Papa's Parrot

by Adam Sifre

He wasn't there for the beginning or the end. In the beginning, he was still a wild thing. Nothing more than a voice in the chorus of the Dark Continent, back when it was a thing of terrible beauty and attracted people like the old man; people who breathed adventure the way mortals breathe air. In the beginning, he was still part of the place that would twice try to kill the old man, and fail both times.

By then, however, the African Grey had become a Cuban national, and had forgotten all about the jungle. On the small island, its beak and feathers were tempered with rivers of dark rum, fired by a thousand tropical sunsets, and stained with cheap smoke and Royal Deluxe ink.

All these gifts the old man gave the bird.  All these and one more. The words. The old man's words. Spoken most often in the small hours, after the bottle was finally shelved and before daybreak would come and ruin everything. The old man spoke, sometimes sober, often not. Concise. Perfect. Slurred. It did not matter. The bird drank them all in equally, soaking them up over ten thousand nights.

The old man spoke through nights that were never exactly quiet. His words were often accompanied by faint strains of the richest music known to man, played in a local bar known to only a few.

After the first year, the bird's cage was always open.  During the day it had free reign of the small home. There was a window, and that was always open as well.  The bird never left. By then the old man's words had tethered the bird as if they were steel links of chain.  At night, though, the bird always returned to his cage, where it waited for the old man to speak.

Sometimes the words were spoken in code, clacked out on a typewriter which was old even then, when such things were often new.  The click-clack code reminded the parrot of rain, and sometimes this would lull it to sleep and into bird dreams of ghost jungles; places long forgotten in the bird's waking hours.

He was not there for the beginning.  But he was there for much.  “The Old Man and The Sea” feathered the cage.  The words spoken aloud, repeated in click-clack, edited, repeated again.  The bird remembered.  Not all of it, not everything. But enough. The old man — and he was old, even to parrots who are in the habit of outliving us all — had a way of writing words that stuck.  He had no use for the others.

It was only a matter of time and words, before Papa's parrot began to change. How could it not?  If it had been a dog or a cat, or anything else, things might have been different.  A dog is a dog.  A cat is a cat.  But a parrot?  A parrot is always something more than a parrot.

Papa's parrot listened to the Old Man and the Sea.  It learned of the fish that was not a fish and was all fish. It bore witness as the old man conjured up the perfect, eternal struggle. The fisherman's simple heartbreak settled on the bird's small, delicate bones, like a piece of fantastical scrimshaw.

Later, much closer to the end, the parrot learned ‘For Whom the Bell Tolls,' first delivered in a rainstorm of click-clacks, and later by Papa's own deep, sawdust voice. The old man spoke and the parrot's eyes would pin in and out in excitement.  The words stuck, as they always did, and the parrot remembered and changed again.
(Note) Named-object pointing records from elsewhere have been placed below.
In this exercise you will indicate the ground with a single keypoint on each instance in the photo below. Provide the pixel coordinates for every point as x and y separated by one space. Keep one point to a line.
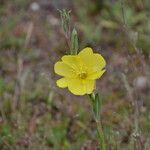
35 113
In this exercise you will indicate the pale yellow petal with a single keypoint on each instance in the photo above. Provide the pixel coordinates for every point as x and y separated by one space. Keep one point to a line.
76 86
98 61
81 87
89 85
96 75
86 52
93 61
63 69
62 83
72 61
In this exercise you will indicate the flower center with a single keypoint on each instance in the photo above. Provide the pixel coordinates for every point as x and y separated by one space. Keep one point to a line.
82 75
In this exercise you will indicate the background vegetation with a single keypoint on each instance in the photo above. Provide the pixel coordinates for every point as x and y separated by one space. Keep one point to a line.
35 114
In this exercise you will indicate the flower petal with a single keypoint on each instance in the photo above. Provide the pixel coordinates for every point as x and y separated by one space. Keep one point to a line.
76 86
62 83
80 87
96 75
72 61
90 85
63 69
86 52
98 61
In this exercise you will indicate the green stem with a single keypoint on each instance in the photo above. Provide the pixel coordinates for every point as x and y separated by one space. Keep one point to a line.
100 135
97 118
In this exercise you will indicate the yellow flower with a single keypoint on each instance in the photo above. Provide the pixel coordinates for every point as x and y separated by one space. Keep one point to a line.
80 71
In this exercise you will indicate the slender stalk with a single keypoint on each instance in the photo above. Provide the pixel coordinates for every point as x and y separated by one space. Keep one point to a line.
97 118
100 135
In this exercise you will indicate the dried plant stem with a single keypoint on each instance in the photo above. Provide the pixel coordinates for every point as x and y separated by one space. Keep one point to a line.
136 138
2 110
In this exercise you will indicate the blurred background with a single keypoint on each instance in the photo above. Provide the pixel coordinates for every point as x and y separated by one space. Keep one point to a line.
34 113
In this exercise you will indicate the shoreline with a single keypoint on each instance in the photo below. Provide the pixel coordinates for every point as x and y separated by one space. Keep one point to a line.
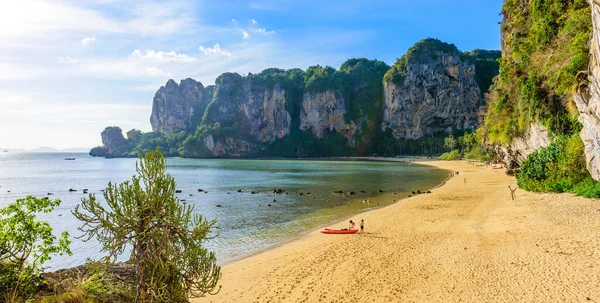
337 221
465 241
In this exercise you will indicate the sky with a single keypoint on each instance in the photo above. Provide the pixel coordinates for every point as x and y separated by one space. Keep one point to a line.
68 69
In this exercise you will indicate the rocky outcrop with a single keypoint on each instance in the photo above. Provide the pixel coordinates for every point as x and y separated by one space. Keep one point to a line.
587 99
228 146
174 105
434 90
253 110
324 112
115 145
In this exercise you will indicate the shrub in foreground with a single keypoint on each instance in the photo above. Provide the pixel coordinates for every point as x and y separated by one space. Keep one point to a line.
26 243
166 237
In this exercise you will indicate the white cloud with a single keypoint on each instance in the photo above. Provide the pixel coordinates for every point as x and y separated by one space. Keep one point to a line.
215 50
38 18
13 71
88 40
67 60
157 72
264 31
163 56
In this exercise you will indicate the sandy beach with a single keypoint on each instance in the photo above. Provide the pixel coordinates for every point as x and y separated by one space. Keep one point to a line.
464 242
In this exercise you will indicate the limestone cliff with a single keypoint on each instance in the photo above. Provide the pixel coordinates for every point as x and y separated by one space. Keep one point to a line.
429 90
115 144
587 99
324 112
253 110
175 105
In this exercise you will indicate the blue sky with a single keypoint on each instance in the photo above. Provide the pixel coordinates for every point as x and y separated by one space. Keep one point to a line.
70 68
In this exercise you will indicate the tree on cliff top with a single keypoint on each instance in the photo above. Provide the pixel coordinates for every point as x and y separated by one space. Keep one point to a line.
166 237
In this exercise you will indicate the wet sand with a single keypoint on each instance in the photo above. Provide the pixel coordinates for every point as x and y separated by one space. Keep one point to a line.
464 242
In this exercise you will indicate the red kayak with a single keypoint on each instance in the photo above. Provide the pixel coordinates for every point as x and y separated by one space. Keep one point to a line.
339 231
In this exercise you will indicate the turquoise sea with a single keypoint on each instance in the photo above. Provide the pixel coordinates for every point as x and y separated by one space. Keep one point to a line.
247 223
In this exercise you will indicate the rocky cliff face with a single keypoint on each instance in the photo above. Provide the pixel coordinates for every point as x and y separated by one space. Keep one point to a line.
587 99
253 110
228 146
174 105
342 112
324 112
113 141
434 90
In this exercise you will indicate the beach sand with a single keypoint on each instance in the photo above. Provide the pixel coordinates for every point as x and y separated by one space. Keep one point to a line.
464 242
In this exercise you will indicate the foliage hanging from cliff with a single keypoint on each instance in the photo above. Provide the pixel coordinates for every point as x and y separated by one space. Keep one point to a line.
560 167
545 45
166 237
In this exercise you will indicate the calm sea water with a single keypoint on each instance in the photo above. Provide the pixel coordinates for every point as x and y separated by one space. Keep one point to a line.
246 223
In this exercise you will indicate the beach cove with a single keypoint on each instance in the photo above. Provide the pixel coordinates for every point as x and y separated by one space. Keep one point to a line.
467 241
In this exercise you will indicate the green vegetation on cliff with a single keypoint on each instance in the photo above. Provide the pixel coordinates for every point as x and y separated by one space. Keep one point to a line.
545 45
422 51
229 115
560 167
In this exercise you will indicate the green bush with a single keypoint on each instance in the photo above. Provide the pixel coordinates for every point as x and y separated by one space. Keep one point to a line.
26 243
450 156
560 167
545 45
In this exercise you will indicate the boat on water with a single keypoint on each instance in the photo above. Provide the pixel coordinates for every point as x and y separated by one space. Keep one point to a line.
343 231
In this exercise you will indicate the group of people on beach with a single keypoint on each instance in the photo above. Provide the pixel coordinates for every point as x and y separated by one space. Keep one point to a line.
362 226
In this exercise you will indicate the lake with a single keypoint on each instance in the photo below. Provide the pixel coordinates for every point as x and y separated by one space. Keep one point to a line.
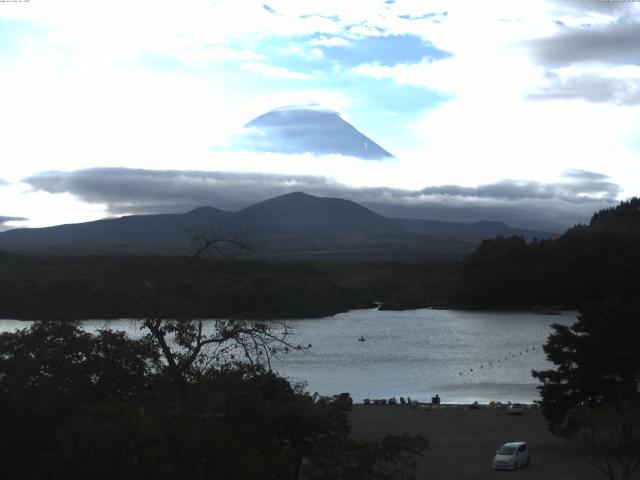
463 356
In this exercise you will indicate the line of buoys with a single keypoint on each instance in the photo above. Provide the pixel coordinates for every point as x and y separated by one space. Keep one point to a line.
498 361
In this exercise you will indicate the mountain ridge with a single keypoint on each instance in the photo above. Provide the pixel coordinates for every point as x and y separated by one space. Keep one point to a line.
293 216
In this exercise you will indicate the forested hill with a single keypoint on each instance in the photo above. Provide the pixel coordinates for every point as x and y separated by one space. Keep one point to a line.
589 262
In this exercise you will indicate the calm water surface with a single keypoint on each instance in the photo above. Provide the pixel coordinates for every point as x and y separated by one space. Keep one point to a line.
462 356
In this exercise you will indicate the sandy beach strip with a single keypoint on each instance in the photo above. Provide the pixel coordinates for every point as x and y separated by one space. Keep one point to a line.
463 441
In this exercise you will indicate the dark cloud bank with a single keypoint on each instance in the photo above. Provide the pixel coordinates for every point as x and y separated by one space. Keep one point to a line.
614 43
541 206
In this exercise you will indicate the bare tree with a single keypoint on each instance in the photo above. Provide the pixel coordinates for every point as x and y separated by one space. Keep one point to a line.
192 347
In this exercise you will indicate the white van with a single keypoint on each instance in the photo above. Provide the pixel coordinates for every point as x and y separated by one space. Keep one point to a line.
511 456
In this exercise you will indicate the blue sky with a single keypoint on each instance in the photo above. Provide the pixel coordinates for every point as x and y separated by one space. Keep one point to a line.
468 95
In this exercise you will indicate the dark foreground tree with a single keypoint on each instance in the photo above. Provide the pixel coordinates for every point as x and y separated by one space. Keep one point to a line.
102 406
592 395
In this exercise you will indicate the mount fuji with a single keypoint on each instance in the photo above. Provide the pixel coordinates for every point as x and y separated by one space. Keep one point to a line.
308 129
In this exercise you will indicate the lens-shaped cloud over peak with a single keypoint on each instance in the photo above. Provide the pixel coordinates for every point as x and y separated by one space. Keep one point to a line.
307 129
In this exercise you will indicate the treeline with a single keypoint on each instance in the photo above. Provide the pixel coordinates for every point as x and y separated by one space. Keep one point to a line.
104 406
119 286
589 262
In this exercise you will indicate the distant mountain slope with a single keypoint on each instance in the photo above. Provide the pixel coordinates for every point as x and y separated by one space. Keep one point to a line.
295 222
302 214
309 130
587 263
477 230
137 231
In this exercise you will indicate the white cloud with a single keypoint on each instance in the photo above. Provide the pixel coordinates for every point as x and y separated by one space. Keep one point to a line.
328 42
274 72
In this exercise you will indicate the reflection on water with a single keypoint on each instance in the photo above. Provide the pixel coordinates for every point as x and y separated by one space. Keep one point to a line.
462 356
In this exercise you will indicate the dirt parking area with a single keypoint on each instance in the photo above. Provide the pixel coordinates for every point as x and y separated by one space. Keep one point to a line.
463 442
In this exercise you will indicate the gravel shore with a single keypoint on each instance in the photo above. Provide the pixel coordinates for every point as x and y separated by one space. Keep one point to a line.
463 442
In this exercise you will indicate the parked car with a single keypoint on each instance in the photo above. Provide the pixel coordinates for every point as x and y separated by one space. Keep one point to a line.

One day Papa left.  He did not come back.  Ketchum, Idaho, is not the sort of ending the Old Man would have chosen to write. It does not stick the way Cuba sticks. But terrible endings were a genetic defect in Papa's family and he could not be faulted for this one.
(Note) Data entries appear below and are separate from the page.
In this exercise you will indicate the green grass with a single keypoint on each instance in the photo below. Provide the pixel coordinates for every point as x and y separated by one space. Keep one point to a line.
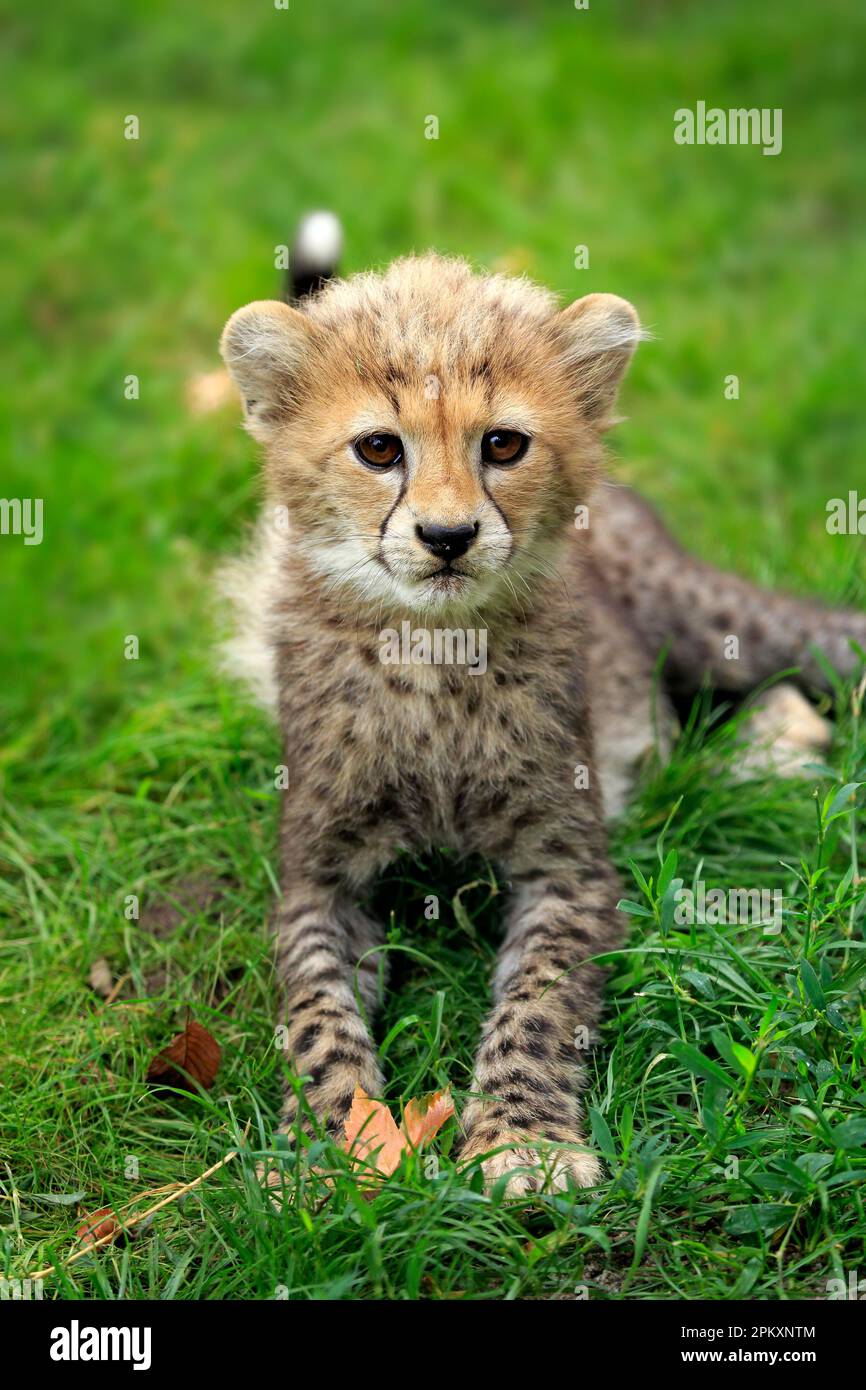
153 779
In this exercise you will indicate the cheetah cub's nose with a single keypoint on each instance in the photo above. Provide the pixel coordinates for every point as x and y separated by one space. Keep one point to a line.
448 542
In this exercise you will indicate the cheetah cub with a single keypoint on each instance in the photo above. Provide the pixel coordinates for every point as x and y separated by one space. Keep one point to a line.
430 438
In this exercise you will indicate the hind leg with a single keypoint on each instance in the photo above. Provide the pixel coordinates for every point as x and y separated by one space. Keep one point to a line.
783 734
713 626
633 717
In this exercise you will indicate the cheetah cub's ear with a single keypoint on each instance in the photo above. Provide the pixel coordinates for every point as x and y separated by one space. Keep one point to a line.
601 334
264 348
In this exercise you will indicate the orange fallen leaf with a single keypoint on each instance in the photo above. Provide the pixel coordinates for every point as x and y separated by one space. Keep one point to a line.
373 1137
102 1225
424 1116
192 1055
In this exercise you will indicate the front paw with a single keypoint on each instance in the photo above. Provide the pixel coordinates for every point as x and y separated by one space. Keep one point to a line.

 One day a brown man came and took the bird.  He kept the cage door closed, but he was a nice man. The bird did not talk, and the brown man did not seem to mind. He gave the bird crackers and nuts and water.  The bird enjoyed the crackers and nuts, but it felt alone.

The new room had no typewriter. There were no bottles of rum, either full or empty.  The brown man did not smoke and there were no stacks of paper or rain patter of words.  Not even the rich strains of music were part of the bird's world anymore. There was only a radio that sometimes played music already robbed of life. 

A long time passed. 

One night the brown man sat at his desk, listening to the radio. The bird, Papa's bird, pulled a loose tail feather free with its sharp beak.  The feather was sunset red and orange. The bird held it in one claw. The brown man looked at the bird with curiosity. The bird did not drop the feather.   

“Eighty-four days now without taking a fish.”

The words startled the brown man. He had never heard the bird speak.  He did not understand what they meant.  He was a nice man, but somehow the words did not stick to him.

The claw held the feather and for a while the bird made strange motions in the air. Then the bird hopped a little to its right and waited. 

The man stared and the bird imagined that the brown man's own eyes were pinging.    


The word came out small, almost forlorn. It was the last word Papa's bird ever said. Years later, when the brown man had become an old man himself, but not the old man, he would sometimes wonder about that night and the bird's last spoken word. At such times, the old, brown man almost convinced himself that the word had come out as a request.

But it was a fleeting thought, and it did not stick.